Büyükannem benim için bambaşkaydı. Beni tek anlayıp dinleyen oydu. Artık büyükannem yoktu ve olmayacaktı. Hayat artık yaşanılmayacak kadar korkunçlaşmıştı.
***
Büyükannemin ölümünün üzerinden on yıl geçmişti. Onun ölümünden iki yıl sonra da bir erkek kardeşim olmuştu. On altı yaşıma girmeme rağmen annemin ve babamın baskıları devam ediyordu. Tanrım, gerçekten büyükanneme çok ihtiyaç duyuyordum. Son sözleri hala aklımdaydı.
"Kader insanı ağlatır da güldürür de kızım. Önünde koca bir hayatın var. Ne olursa olsun, önüne ne engeller çıkarsa çıksın yıkılmayacağına dair söz ver bana."

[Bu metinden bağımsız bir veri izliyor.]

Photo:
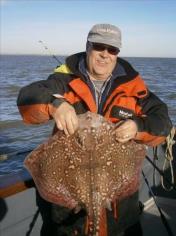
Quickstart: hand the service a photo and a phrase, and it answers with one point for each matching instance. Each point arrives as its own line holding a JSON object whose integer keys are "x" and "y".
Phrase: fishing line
{"x": 50, "y": 53}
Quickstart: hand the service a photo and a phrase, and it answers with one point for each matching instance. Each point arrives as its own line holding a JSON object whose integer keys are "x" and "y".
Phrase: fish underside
{"x": 88, "y": 169}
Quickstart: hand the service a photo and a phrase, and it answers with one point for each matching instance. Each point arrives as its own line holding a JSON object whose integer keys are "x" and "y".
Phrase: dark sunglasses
{"x": 101, "y": 47}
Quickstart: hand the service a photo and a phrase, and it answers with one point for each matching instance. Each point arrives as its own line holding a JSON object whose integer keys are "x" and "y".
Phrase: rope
{"x": 169, "y": 158}
{"x": 163, "y": 218}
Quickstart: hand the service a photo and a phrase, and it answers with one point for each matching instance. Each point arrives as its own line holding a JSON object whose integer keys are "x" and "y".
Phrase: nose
{"x": 104, "y": 53}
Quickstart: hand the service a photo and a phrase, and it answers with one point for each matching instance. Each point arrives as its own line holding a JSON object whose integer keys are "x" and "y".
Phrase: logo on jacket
{"x": 121, "y": 113}
{"x": 125, "y": 114}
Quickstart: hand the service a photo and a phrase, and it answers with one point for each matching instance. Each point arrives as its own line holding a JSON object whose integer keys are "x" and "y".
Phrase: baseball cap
{"x": 105, "y": 34}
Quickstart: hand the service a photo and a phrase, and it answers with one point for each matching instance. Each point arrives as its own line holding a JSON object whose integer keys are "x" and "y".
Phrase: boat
{"x": 19, "y": 213}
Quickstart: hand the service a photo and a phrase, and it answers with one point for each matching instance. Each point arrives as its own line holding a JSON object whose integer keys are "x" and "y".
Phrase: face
{"x": 101, "y": 60}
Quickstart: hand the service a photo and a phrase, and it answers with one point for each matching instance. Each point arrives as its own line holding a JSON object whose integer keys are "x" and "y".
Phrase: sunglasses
{"x": 101, "y": 47}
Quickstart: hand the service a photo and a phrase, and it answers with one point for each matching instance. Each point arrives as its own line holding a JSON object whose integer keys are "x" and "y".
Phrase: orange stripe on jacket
{"x": 71, "y": 97}
{"x": 129, "y": 89}
{"x": 149, "y": 139}
{"x": 84, "y": 92}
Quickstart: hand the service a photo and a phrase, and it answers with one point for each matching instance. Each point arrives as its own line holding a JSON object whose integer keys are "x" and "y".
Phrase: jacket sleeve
{"x": 154, "y": 125}
{"x": 36, "y": 102}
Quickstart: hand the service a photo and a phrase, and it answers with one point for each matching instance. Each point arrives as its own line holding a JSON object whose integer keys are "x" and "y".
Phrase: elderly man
{"x": 98, "y": 81}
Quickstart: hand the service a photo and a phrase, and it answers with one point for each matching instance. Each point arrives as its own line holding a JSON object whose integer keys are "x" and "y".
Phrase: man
{"x": 99, "y": 81}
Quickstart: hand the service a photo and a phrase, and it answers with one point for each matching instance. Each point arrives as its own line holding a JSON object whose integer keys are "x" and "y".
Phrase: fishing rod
{"x": 50, "y": 53}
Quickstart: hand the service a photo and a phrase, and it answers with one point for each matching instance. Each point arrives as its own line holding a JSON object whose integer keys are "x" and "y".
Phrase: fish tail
{"x": 96, "y": 226}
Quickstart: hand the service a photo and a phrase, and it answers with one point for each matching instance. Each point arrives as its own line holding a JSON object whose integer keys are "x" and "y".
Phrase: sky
{"x": 148, "y": 26}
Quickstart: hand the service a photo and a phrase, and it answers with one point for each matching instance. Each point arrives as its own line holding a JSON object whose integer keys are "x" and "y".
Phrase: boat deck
{"x": 151, "y": 220}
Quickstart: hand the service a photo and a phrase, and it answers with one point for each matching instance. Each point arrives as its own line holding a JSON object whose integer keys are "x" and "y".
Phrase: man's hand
{"x": 126, "y": 131}
{"x": 66, "y": 118}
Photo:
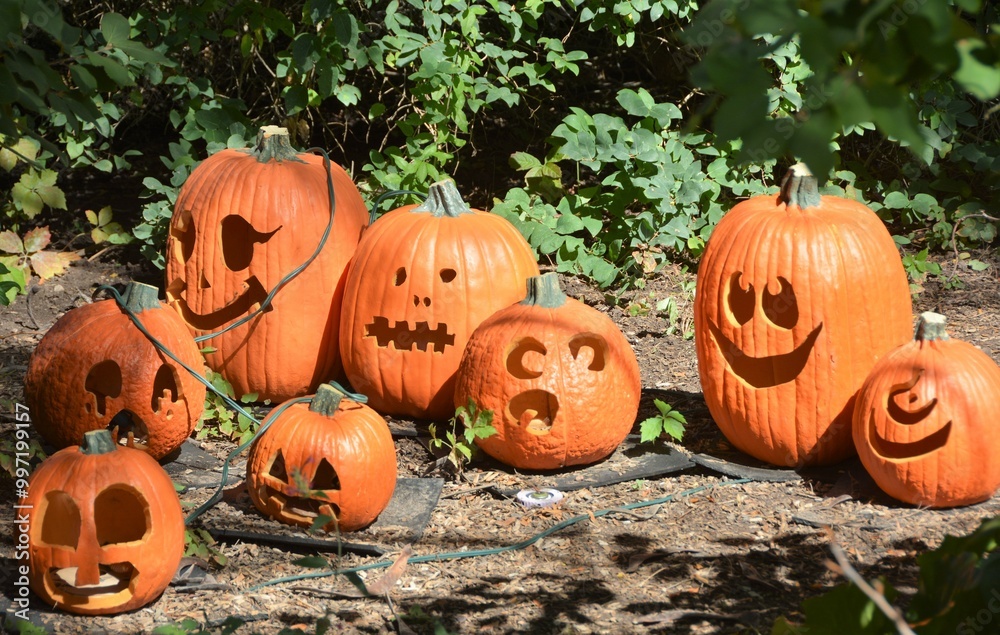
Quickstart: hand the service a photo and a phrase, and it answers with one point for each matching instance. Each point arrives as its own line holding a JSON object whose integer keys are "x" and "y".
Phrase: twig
{"x": 883, "y": 605}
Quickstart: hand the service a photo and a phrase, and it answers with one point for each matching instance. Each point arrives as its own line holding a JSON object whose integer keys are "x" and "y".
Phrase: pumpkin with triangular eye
{"x": 798, "y": 295}
{"x": 424, "y": 277}
{"x": 561, "y": 379}
{"x": 243, "y": 221}
{"x": 106, "y": 534}
{"x": 95, "y": 369}
{"x": 334, "y": 458}
{"x": 925, "y": 424}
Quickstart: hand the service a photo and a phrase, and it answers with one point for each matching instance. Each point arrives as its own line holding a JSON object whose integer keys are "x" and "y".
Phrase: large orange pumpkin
{"x": 423, "y": 279}
{"x": 95, "y": 369}
{"x": 926, "y": 421}
{"x": 561, "y": 379}
{"x": 798, "y": 295}
{"x": 341, "y": 451}
{"x": 244, "y": 220}
{"x": 106, "y": 532}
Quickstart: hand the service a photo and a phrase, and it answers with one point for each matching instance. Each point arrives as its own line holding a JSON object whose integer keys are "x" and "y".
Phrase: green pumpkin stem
{"x": 443, "y": 199}
{"x": 97, "y": 442}
{"x": 327, "y": 400}
{"x": 273, "y": 143}
{"x": 544, "y": 291}
{"x": 930, "y": 327}
{"x": 799, "y": 188}
{"x": 138, "y": 297}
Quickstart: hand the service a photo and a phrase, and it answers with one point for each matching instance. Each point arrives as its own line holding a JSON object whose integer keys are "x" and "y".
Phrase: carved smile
{"x": 253, "y": 294}
{"x": 403, "y": 337}
{"x": 765, "y": 372}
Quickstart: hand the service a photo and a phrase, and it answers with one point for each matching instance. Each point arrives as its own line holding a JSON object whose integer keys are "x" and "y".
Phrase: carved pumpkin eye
{"x": 781, "y": 308}
{"x": 740, "y": 302}
{"x": 60, "y": 520}
{"x": 238, "y": 240}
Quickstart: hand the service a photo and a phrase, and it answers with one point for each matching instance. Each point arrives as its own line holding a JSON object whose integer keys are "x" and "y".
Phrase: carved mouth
{"x": 534, "y": 410}
{"x": 253, "y": 294}
{"x": 115, "y": 578}
{"x": 403, "y": 337}
{"x": 765, "y": 372}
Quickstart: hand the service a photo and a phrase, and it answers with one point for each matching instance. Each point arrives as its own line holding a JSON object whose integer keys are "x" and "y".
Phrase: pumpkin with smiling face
{"x": 106, "y": 533}
{"x": 242, "y": 222}
{"x": 798, "y": 295}
{"x": 561, "y": 379}
{"x": 925, "y": 425}
{"x": 424, "y": 277}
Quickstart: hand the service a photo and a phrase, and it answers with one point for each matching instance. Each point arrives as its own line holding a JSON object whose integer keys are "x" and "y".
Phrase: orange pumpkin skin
{"x": 244, "y": 220}
{"x": 561, "y": 379}
{"x": 797, "y": 297}
{"x": 926, "y": 421}
{"x": 102, "y": 514}
{"x": 423, "y": 279}
{"x": 339, "y": 447}
{"x": 94, "y": 364}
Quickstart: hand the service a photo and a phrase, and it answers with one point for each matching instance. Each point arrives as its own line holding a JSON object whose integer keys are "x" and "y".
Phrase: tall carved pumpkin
{"x": 106, "y": 533}
{"x": 423, "y": 279}
{"x": 926, "y": 421}
{"x": 95, "y": 369}
{"x": 561, "y": 379}
{"x": 244, "y": 220}
{"x": 798, "y": 295}
{"x": 339, "y": 450}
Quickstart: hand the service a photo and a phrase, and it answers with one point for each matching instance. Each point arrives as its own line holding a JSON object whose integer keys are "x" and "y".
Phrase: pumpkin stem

Gözyaşlarıma engel olup büyükannemin odasına girdim. Bu oda benim isteğim üzerine hiç değiştirilmemişti. Bu odaya benden başka hiçkimse girip çıkmazdı. Özellikle de kardeşime yasaklamıştım. Her zaman kapıyı kilitler, anahtarı kimseye vermezdim. Ne zaman ailemle tartışsam kendimi bu odaya kilitlerdim.

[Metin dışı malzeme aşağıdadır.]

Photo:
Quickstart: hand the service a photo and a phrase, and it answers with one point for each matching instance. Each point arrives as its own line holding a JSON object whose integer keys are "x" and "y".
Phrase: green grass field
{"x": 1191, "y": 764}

Odanın içinde biraz gezindim. Daha sonra dolapları karıştırmaya başladım. Dolaplar dokuma aletleri ve iplerle doluydu. Yünlerin arasında bir şey gözüme ilişti. Bu bir defterdi. Oldukça eski bir defterdi üstelik. Defteri alıp pencerenin yanındaki sandalyeye oturdum. İlk sayfadaki yazı tüylerimi ürpertmişti.
'Kaderini dokumaya hazır mısın?'
Sayfaları yavaş yavaş geçiyordum. Sadece başlıkları okumak bile beni korkutuyordu. Son sayfaya gelince başımdan aşağıya kaynar sular dökülmüşe döndüm.
'Ölüm saati'
Son bölümü hiçbir şey kaçırmamak için yavaş yavaş okudum. Tanrım, bu doğru olamazdı, olmamalıydı.